Taiwan is one of the more tenable counter-examples I also thought of to what I said, but there are still problems to overcome. In the UK biobank for example, their method of assessing “fluid intelligence”/”verbal-numerical ability” was totally abysmal. They gave participants 2 minutes to answer 13 IQ-test-esque multiple-choice questions and their score was based on the number of questions they answered correctly in the 2 minutes. I hope I don’t need to explain why this is not an adequate measure of fluid intelligence and that any IQ predictor built on that data is probably totally useless. I don’t know how Taiwan assesses intelligence in their biobank if at all, but if they do it anything like how the UK biobank did it, that data will probably end up being similarly useless. Even after the fact, there is still the problem of inadequate sample size if it’s not half a million or more, and that it will take a long time for all of this to complete by my understanding. My ultimate prediction regarding this obstacle is that in order to build an IQ predictor in a short amount of time that has enough quality data to uncover a sufficient abundance of causal alleles for intelligence, there will need to be monetary incentives for the sought hundreds of thousands of participants, actual full-scale IQ tests administered, and full genome sequencing. Again, I would be delighted to be wrong about all of this and I encourage anyone to reply with good reasons for why I might be.
As mentioned in my reply, I would tend to agree if your goal was to only make a few edits and thus use an AAV only once or twice to accomplish this. This has been demonstrated to be relatively safe provided the right serotype is used, and there are even FDA-approved gene delivery therapies that use AAVs in the CNS. Even in these cases though, the risk of inducing an inflammatory response or killing cells is never zero even with correct dosing and single exposure, and for your purposes you would need to use at least hundreds of AAV injections to deliver hundreds of edits, and thousands of AAV injections to deliver thousands of edits. Again, barring some breakthrough in AAVs as delivery vectors, this number of uses in a single person’s CNS practically guarantees that you will end up inducing some significant/fatal inflammatory response or cytolysis. This is without even mentioning the problems of developing immunity to the viruses and low transduction efficiency, which are another couple of breakthroughs away from being solved.

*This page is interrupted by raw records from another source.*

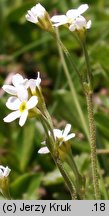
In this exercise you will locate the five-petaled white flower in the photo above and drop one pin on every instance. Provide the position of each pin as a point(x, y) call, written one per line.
point(36, 12)
point(61, 136)
point(4, 171)
point(17, 81)
point(73, 18)
point(20, 106)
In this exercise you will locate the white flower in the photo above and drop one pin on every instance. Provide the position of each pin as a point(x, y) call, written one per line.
point(73, 18)
point(61, 135)
point(20, 106)
point(80, 23)
point(17, 81)
point(33, 83)
point(38, 11)
point(4, 171)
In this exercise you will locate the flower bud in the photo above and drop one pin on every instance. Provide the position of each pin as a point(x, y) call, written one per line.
point(39, 16)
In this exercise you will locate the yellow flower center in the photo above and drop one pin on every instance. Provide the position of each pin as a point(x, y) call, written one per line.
point(69, 20)
point(23, 106)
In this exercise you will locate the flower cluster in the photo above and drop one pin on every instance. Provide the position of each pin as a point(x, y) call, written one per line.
point(60, 137)
point(73, 18)
point(21, 102)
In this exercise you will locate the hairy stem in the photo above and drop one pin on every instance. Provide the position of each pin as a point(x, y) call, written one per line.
point(92, 129)
point(73, 92)
point(67, 179)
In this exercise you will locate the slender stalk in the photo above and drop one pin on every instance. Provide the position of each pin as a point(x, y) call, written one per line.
point(80, 181)
point(73, 92)
point(89, 75)
point(46, 124)
point(92, 129)
point(67, 179)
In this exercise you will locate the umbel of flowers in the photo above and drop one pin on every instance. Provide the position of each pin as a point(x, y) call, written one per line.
point(26, 98)
point(73, 18)
point(75, 22)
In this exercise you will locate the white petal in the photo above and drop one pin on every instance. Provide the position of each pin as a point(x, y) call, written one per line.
point(17, 79)
point(13, 103)
point(59, 19)
point(32, 102)
point(32, 84)
point(2, 167)
point(38, 10)
point(67, 130)
point(88, 25)
point(39, 7)
point(23, 118)
point(30, 17)
point(73, 13)
point(80, 22)
point(70, 136)
point(82, 8)
point(22, 93)
point(10, 89)
point(12, 116)
point(43, 150)
point(57, 133)
point(6, 172)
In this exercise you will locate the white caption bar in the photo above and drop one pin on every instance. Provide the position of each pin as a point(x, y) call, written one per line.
point(54, 208)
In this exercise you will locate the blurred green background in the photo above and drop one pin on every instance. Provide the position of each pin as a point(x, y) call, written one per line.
point(26, 49)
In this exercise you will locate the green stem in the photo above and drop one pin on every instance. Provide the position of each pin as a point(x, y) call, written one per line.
point(73, 92)
point(80, 182)
point(92, 129)
point(67, 179)
point(88, 74)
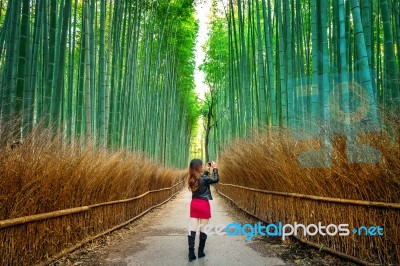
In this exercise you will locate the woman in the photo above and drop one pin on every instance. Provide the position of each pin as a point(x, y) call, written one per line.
point(199, 183)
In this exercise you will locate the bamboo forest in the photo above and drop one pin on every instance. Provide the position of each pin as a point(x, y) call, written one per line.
point(104, 104)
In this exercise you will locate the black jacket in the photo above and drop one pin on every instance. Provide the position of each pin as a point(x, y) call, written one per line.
point(203, 190)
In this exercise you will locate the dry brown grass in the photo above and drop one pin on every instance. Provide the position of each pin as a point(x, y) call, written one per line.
point(269, 161)
point(44, 174)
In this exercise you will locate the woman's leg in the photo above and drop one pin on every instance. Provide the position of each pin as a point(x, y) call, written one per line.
point(202, 238)
point(194, 222)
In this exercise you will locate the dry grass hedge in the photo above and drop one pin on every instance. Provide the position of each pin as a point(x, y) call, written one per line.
point(43, 174)
point(269, 161)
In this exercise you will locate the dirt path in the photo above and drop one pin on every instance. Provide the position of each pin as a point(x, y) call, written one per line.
point(160, 238)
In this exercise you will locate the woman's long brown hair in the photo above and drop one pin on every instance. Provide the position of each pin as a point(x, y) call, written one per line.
point(194, 174)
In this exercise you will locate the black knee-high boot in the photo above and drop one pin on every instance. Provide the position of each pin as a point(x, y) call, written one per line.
point(202, 242)
point(191, 240)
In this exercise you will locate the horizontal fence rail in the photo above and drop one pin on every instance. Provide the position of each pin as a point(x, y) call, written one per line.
point(274, 206)
point(318, 198)
point(43, 238)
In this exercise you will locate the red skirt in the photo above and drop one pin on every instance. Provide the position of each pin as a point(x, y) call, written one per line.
point(200, 208)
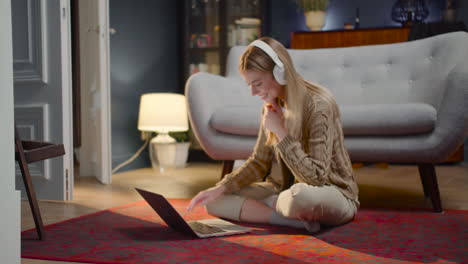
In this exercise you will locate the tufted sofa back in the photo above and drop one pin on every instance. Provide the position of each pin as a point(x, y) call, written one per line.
point(415, 71)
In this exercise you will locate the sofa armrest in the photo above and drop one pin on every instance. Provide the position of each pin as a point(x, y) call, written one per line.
point(452, 117)
point(207, 93)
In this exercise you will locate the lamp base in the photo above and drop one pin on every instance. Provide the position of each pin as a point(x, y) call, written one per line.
point(167, 156)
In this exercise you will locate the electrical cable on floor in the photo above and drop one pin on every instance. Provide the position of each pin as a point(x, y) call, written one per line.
point(132, 158)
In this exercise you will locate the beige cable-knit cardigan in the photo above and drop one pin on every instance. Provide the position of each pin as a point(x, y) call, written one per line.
point(320, 158)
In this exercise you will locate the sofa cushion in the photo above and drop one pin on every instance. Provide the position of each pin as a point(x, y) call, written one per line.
point(357, 120)
point(387, 119)
point(237, 120)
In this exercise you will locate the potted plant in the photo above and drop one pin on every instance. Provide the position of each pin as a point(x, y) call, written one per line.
point(314, 12)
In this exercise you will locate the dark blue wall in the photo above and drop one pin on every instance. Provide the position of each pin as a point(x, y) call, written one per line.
point(462, 10)
point(287, 17)
point(144, 58)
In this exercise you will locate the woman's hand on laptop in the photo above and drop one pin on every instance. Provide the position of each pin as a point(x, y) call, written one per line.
point(206, 196)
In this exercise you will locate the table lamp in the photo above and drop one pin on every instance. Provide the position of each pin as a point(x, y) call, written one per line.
point(163, 113)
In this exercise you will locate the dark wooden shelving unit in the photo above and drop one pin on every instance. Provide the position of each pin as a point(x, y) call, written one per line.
point(206, 38)
point(206, 29)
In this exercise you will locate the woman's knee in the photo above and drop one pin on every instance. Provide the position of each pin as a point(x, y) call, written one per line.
point(292, 202)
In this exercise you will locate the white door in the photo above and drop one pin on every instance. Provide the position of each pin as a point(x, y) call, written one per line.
point(42, 90)
point(95, 151)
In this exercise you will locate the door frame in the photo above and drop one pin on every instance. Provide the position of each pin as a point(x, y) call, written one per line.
point(104, 172)
point(104, 47)
point(67, 97)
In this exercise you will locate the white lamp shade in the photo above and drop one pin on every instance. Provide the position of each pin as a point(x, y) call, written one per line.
point(163, 112)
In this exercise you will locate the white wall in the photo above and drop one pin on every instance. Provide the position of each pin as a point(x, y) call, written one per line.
point(9, 198)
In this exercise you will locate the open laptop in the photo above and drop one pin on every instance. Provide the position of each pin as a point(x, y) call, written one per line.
point(199, 228)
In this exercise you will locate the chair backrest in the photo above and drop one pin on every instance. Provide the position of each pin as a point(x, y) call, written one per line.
point(414, 71)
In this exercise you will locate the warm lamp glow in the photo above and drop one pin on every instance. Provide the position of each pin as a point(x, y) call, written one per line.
point(163, 112)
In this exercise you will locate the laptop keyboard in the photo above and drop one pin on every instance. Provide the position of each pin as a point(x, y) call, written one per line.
point(204, 229)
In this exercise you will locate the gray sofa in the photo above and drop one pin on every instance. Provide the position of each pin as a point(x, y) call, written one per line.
point(399, 103)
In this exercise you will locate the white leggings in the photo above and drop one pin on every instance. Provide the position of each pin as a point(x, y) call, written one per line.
point(303, 202)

You may find these two papers elucidating: one, two
This is interesting. This is the first time I’m hearing of these as they pertain to potential gene therapy applications. Here are some papers about them I found that you may find useful as you consider them as an option: one, two, three
To be candid with you, I was mostly just trying to play devil’s advocate regarding mosaicism. Like you mention, neurons accumulate random mutations over the lifespan anyways and it doesn’t seem to be detrimental necessarily, though one can’t disentangle the cognitive decline due to this small-scale mosaicism versus that due to aging in general. It’s also possible that having an order of magnitude increase in mosaicism (e.g., 1,000 random mutations across neurons to 10,000 random mutations across neurons) induces some phase transition in its latent perniciousness. Either way, if you solve either the transduction efficiency or immunological tolerance issues (if low transduction efficiency, just employ multiple rounds of the same edit repeatedly), mosaicism won’t be much of a problem if it was ever going to be one.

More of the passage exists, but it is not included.